14. With cheap electricity comes cheap and abundant water. Desalination of salt water now only needs 2kWh per cubic meter (@ 0.25 cents). We don't have scarce water in most places, we only have scarce drinking water. Imagine what will be possible if anyone can have as much clean water as he wants, for nearly no cost.
15. Health: The Tricorder X price will be announced this year. There are companies who will build a medical device (called the "Tricorder" from Star Trek) that works with your phone, which takes your retina scan, your blood sample and you breath into it. It then analyses 54 bio-markers that will identify nearly any disease. It will be cheap, so in a few years everyone on this planet will have access to world class medical analysis, nearly for free.
16. 3D printing: The price of the cheapest 3D printer came down from $18,000 to $400 within 10 years . In the same time, it became 100 times faster. All major shoe companies have already started 3D printing shoes.
17. Some spare airplane parts are already 3D printed in remote airports. The space station now has a printer that eliminates the need for the large amount of spare parts they used to have in the past.
18. At the end of this year, new smart phones will have 3D scanning possibilities. You can then 3D scan your feet and print your perfect shoe at home.

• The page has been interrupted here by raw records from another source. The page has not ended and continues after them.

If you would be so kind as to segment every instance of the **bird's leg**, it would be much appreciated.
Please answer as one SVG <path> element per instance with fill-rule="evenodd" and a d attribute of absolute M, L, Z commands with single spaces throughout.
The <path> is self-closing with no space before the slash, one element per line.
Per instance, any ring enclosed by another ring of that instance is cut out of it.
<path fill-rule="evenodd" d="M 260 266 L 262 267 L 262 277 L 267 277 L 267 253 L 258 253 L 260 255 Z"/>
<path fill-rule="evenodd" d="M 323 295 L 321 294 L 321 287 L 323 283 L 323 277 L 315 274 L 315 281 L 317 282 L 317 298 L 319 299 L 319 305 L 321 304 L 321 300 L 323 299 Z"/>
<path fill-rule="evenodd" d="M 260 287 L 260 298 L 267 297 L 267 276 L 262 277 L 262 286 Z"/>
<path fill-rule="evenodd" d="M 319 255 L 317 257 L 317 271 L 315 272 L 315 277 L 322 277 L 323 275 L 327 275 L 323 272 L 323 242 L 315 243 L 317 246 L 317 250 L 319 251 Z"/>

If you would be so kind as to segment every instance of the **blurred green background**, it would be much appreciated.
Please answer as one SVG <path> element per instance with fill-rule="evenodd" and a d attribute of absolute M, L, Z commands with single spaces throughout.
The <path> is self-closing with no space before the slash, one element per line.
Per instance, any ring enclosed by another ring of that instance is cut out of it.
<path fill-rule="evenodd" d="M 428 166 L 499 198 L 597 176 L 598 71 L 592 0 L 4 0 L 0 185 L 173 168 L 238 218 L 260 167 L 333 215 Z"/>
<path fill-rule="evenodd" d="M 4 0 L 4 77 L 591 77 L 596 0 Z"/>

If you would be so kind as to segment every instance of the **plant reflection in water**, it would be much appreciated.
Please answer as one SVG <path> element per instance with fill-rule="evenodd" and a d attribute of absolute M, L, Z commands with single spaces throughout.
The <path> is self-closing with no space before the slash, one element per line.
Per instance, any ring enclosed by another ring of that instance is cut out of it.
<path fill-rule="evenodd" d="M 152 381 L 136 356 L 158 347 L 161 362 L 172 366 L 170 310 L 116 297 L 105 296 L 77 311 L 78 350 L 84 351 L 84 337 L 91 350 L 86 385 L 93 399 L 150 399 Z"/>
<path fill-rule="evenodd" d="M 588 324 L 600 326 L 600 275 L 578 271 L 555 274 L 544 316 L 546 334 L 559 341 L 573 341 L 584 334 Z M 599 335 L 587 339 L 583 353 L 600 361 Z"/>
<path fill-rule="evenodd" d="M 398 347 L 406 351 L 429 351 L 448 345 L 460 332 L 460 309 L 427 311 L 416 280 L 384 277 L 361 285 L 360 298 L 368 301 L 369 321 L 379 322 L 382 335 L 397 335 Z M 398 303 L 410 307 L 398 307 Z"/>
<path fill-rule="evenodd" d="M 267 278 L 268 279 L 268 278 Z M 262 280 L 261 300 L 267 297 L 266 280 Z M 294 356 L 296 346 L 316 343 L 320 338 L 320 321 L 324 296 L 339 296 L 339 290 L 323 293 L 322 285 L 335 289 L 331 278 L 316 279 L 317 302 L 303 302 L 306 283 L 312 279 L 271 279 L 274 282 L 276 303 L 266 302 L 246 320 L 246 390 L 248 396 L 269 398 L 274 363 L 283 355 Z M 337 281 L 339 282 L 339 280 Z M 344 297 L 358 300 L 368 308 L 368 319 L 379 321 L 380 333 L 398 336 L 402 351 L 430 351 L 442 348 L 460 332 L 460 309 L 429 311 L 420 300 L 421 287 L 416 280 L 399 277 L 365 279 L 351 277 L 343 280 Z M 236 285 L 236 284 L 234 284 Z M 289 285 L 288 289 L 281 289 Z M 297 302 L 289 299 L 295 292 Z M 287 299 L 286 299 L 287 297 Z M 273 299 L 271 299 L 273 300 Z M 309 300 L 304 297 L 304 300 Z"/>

19. In China, they already 3D printed and built a complete 6-story office building. By 2027, 10% of everything that's being produced will be 3D printed.
20. Business opportunities: If you think of a niche you want to go in, first ask yourself: "In the future, do I think we will have that?" And, if the answer is yes, how can you make that happen sooner?
20A. If it doesn't work with your phone, forget the idea. Any idea designed for success in the 20th century is doomed to failure in the 21st century.
20B. Work: 70-80% of jobs will disappear in the next 20 years. There will be a lot of new jobs, but it is not clear if there will be enough new jobs in such a short time.
21. Agriculture: There will be a $100 agricultural robot in the future. Farmers in 3rd world countries can then become managers of their field instead of working all day on their fields.
22. Aeroponics will need much less water. The first Petri dish produced veal is now available and will be cheaper than cow produced veal in 2018. Right now, 30% of all agricultural surfaces is used for cows. Imagine if we don't need that space anymore.
23. There are several startups who will bring insect protein to the market shortly. It contains more protein than meat. It will be labeled as "alternative protein source" (because most people still reject the idea of eating insects).